Rate limits not working at all
Verify the global middleware is applied. Check packages/api/src/index.ts line 65:
app.use('/v1/*', createGlobalRateLimitMiddleware());This must be present for rate limiting to work.
Advanced topics
Batch operations
Batch requests (like fetching stats for 100 images) count as a single request, not per-item. This makes batching more efficient:
GET /v1/analytics/images/img1,img2,img3,...,img100
# Counts as 1 request, not 100Race conditions
The rate limiter uses a read-modify-write pattern that isn't atomic.
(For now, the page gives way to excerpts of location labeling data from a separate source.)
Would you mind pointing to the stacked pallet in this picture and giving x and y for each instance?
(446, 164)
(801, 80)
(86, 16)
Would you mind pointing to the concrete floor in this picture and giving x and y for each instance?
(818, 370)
With very high concurrency (100+ simultaneous requests), users might slightly exceed their limit. This is an acceptable trade-off for using Workers KV, which provides low latency and high availability. For strict enforcement, you'd need Durable Objects, which adds significant latency.
Grace periods
When a subscription expires, users enter a grace period (configurable, typically 3-7 days) where they keep their plan tier. After the grace period, they're downgraded to free tier. The cached plan info respects grace periods automatically.
Custom rate limit keys
The global middleware uses these key formats:
- Authenticated:
ratelimit:global:{owner}:{scope} - Public:
ratelimit:global:public:{ip}
This means each user gets separate limits per scope. If you want to share limits across scopes, you'd need to modify the key generation in packages/api/src/middleware/global-rate-limit.ts.